Drove back to Chicagoland Saturday so I could continue guest teaching an adult education class Sunday morning. This week's topic was suburban church ministry, especially the tension between being contextualized and being countercultural. The class got into a discussion of church calling and "brand identity," what makes a church distinctive in a particular community to distinguish it from other area churches. Just as every radio station and TV channel tends to draw certain kinds of listeners or viewers, every church tends to attract certain kinds of people and not others. (The MTV show Beavis and Butthead was a "signature show" that not only attracted MTV's core demographic of males 18-25, it also repelled virtually everybody else, with the effect of purifying its audience for its advertisers.) Few churches, in actual practice, can really be all things to all people - but all churches can be some things to some people. So the challenge is in each church figuring out what they as a congregation are called in particular to be and do.
This led to a discussion of church competition, since in a suburban environment, the default setting is for people to shop for churches just as they shop for everything else. And it seems that churches compete with each other to have distinctive ministries. If I were to rewrite chapter 8 of my book today, I might revise it to frame this discussion less in terms of church competition and more in terms of church collaboration. Every individual local church needs to collaborate with other local churches because no one church can reach everybody in their community. But all the various churches working together can reach more people and more kinds of people than any one church can on their own.

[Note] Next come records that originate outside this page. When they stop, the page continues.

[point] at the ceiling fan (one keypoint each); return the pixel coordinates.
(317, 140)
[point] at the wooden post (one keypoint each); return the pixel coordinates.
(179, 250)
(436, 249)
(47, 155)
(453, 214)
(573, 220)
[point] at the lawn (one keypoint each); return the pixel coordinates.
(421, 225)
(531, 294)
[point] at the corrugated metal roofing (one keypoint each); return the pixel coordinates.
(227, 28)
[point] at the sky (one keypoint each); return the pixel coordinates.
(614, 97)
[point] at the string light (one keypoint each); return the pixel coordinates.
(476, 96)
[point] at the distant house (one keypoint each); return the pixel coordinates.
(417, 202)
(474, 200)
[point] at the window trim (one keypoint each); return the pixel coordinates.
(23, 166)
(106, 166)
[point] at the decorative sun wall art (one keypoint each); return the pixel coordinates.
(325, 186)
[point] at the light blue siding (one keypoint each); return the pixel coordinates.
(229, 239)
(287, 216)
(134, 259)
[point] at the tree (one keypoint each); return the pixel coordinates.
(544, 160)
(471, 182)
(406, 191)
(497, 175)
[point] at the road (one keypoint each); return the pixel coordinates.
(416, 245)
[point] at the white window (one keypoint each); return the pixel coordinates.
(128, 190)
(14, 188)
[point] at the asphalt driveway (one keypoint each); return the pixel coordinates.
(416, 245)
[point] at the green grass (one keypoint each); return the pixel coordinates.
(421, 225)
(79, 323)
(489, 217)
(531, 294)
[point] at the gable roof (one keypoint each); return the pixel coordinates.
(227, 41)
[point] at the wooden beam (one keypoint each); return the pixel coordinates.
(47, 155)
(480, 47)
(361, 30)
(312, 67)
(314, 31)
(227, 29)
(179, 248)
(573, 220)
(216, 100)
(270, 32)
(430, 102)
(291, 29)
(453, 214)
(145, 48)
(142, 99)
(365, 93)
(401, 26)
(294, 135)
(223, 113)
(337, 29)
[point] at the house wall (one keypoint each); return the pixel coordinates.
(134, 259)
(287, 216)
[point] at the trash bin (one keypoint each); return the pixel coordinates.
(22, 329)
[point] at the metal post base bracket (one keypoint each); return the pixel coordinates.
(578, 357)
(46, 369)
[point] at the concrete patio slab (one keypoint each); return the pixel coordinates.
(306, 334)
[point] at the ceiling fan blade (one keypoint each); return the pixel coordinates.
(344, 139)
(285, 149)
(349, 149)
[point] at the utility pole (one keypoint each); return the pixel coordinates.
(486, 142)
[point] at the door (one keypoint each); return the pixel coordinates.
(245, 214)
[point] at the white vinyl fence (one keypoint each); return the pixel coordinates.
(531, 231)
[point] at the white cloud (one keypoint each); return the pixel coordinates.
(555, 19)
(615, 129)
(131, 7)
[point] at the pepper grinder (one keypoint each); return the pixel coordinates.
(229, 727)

At my college's Homecoming, one alum gave a presentation about what is going on in Rochester, Minnesota. A group of about twenty-five evangelical churches have gotten together as Team Rochester to work collaboratively. They do things like CareFest, a service project day where some 1700+ volunteers from all the churches combine to do practical service work around Rochester, painting public schools, helping with building and rehab projects for the park district and other community institutions. It's an amazing witness to the city of Rochester that could not have been done by one church on its own, but can be done with all of the churches working together, each contributing various gifts and emphases.

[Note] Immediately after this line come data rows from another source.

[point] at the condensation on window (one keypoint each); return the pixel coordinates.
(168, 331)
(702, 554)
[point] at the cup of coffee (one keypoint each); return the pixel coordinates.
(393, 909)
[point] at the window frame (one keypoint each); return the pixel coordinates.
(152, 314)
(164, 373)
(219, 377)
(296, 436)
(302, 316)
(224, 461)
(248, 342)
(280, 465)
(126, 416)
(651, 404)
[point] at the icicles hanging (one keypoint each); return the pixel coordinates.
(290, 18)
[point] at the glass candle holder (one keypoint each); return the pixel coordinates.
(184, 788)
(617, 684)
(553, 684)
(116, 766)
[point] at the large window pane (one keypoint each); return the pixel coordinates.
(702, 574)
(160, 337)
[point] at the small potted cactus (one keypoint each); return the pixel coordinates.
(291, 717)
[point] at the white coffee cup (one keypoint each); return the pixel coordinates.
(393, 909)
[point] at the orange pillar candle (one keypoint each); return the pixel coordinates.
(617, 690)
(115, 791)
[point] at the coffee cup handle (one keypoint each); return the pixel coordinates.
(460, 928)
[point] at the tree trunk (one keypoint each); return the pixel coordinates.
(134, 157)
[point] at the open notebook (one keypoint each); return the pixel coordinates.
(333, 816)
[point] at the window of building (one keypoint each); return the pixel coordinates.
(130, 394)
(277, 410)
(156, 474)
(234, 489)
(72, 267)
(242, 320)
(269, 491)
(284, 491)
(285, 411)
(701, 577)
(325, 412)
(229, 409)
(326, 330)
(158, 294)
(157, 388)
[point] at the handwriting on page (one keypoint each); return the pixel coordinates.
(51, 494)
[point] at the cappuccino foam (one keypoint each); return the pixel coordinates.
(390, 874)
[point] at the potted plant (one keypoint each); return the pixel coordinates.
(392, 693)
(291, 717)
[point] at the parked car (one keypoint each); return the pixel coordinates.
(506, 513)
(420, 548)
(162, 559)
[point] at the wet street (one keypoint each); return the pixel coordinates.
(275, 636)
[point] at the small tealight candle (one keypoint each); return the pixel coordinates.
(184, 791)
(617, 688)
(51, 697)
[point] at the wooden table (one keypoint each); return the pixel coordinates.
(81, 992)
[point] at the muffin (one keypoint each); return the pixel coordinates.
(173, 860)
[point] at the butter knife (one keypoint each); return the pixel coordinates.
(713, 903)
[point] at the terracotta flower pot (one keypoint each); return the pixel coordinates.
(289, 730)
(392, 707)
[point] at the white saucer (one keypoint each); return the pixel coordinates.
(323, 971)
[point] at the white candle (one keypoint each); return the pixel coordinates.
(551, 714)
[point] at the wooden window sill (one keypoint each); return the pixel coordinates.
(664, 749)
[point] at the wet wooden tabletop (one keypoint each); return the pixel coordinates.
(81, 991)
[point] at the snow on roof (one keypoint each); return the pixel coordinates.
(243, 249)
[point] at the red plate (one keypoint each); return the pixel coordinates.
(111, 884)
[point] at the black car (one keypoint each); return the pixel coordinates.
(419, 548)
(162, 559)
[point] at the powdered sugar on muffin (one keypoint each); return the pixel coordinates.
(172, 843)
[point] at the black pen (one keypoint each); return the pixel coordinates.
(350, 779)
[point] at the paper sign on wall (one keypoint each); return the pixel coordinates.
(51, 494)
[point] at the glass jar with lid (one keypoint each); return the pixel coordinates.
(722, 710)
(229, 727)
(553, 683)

Too often we only apply 1 Corinthians 12 on an individual basis - each individual Christian is a part of the body, an eye, an ear, a hand, etc. But I think this applies on a congregational basis as well. The body of Christ is made up of many local congregations, each of which has their own distinctive callings and giftedness. And the more that churches get to know the other churches in their area, the less they'll think of one another in terms of "the competition" and instead they'll see how they can collaborate together to minister to and reach the whole community.